My old Irish boyo from the bogs of an intel sergeant used to sing, "Jesus was an A Team Leader."
Posted by: The Twisted Genius | 30 March 2013 at 11:01 PM
DLIC - that's an expanded acronym as cold as a tomb. Every day somebody here gives the civvies a little glimmer. Thanks
Posted by: Charles I | 31 March 2013 at 10:21 AM
If memory serves the search for THE TOMB did find some possible sites but required excavation?
Posted by: William R. Cumming | 19 April 2014 at 01:41 PM
WRC
I am a member of the Order of the Holy Sepulcher, the archeology is very clear. What is left of the tomb is in the Basilica of the Holy Sepulcher. pl
Posted by: turcopolier | 19 April 2014 at 02:20 PM
All,
Following the Hemingway, another retelling.
A classic novel of the Stalinist terror is 'The Master and Margarita’, by the former White Army doctor Mikhail Bulgakov. It mixes a story of the Devil – but he is a very odd devil – visiting contemporary Moscow, with a bizarre retelling of the meeting of Christ and Pilate.
The Pilate of ‘The Master and Margarita’ is a portrait of a certain kind of Stalinist official, but also has features reminiscent of Bulgakov’s depiction of the White General Khludov from ‘Flight’, his play of the Civil War, who talks obsessively with the shadow of one of the (many) soldiers he has had hanged.
Meanwhile Bulgakov’s Christ – Yeshua – has elements of a traditional Russian ‘holy fool’. He dreams of the coming of the Kingdom of God on earth, and thinks it is going to happen.
In Bulgakov’s retelling, Pilate does not want to crucify Christ, who he regards as a naive fool but also needs, indeed cannot really do without. Bound up with this is the fact that this Pilate both hates the Empire he serves, and cannot see any better alternative.
And, confronted by Yeshua’s denunciation of the spirit of that ‘evil empire’, Bulgakov's Pilate is simply too terrified not to let its system of ‘justice’ take its course, in particular as he knows that failure to do so will mean that Caiaphas denounces him to Tiberias.
A phrase that runs through the book – ‘cowardice is the greatest sin.’
Posted by: David Habakkuk | 19 April 2014 at 04:00 PM
All
I must confess that I have a weakness for the director's cut of "The Kingdom of Heaven" where all is explained and my taste for woman and salvation are nicely merged. pl
Posted by: turcopolier | 19 April 2014 at 04:12 PM
Thanks PL!
Posted by: William R. Cumming | 19 April 2014 at 04:56 PM
Wasn't Eva Green in that movie? Beautiful woman.

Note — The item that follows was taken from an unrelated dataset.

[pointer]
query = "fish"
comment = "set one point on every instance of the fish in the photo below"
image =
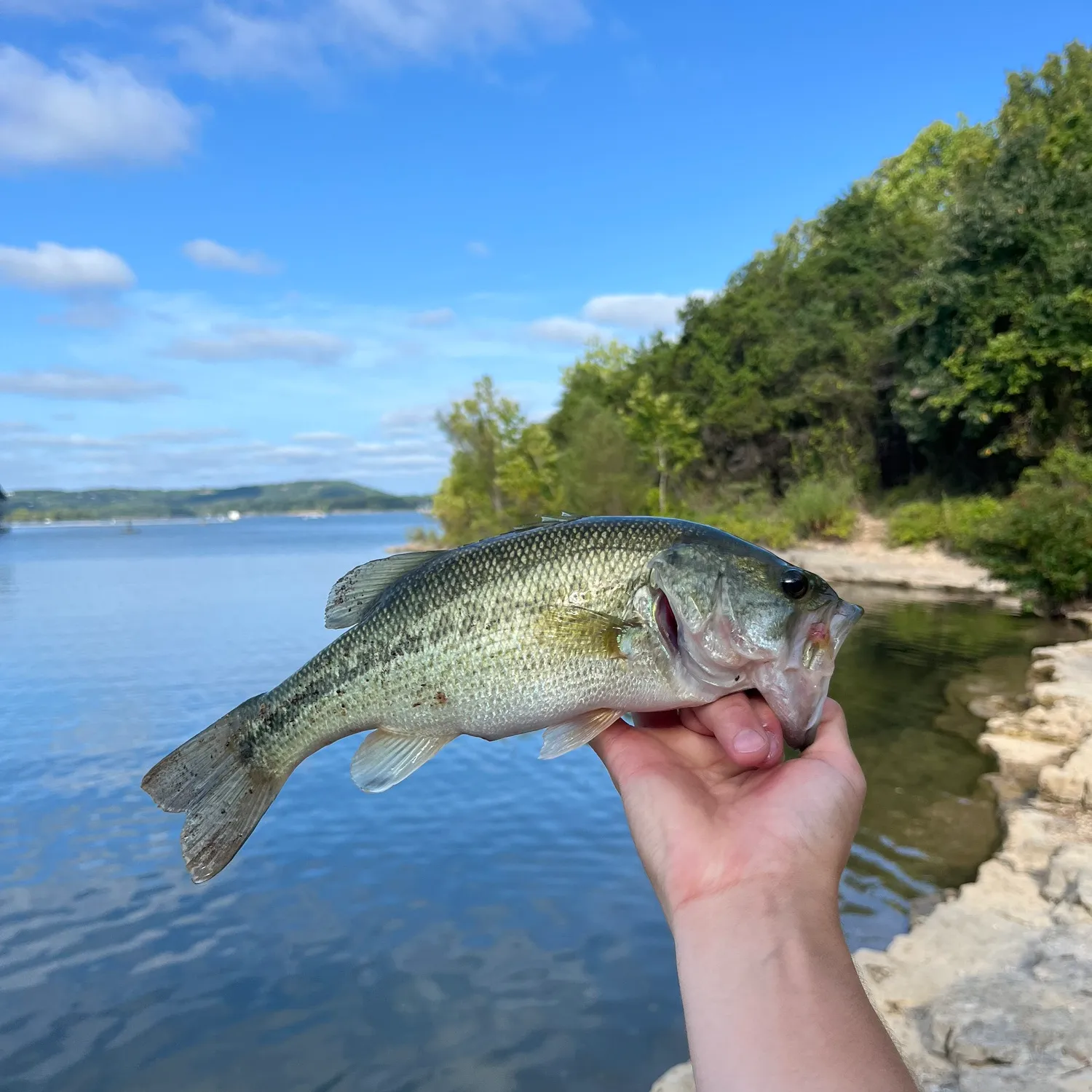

Posted by: GulfCoastPirate | 19 April 2014 at 08:32 PM
Happy Easter to all of you.
Posted by: confusedponderer | 20 April 2014 at 07:48 AM
My Lord! Who would have thunk it?
There are a bunch of single malt swilling Jesus freaks among the hard asses around here.
Happy Easter to all. He is risen!
Posted by: Highlander | 20 April 2014 at 07:04 PM
Thank you for the book recommendation, I checked it out of the library yesterday and was up until 2am reading it.
So far I take the essence of the story to be the private conversation between Pilate and Caiaphas. When unable to convince the High Priest to release Yeshua over Bar Abba, Pilate damns him for unleashing of future horrors. This appears to be Bulgakov's testimony to his own generation of having rejected the holy fool (Tsar) you are dealing with the consequences of choosing the blood shedding Nationalist (Bolsheviks).
Posted by: Thomas | 21 April 2014 at 04:21 PM
"I once fought for two days with an arrow in my testicle."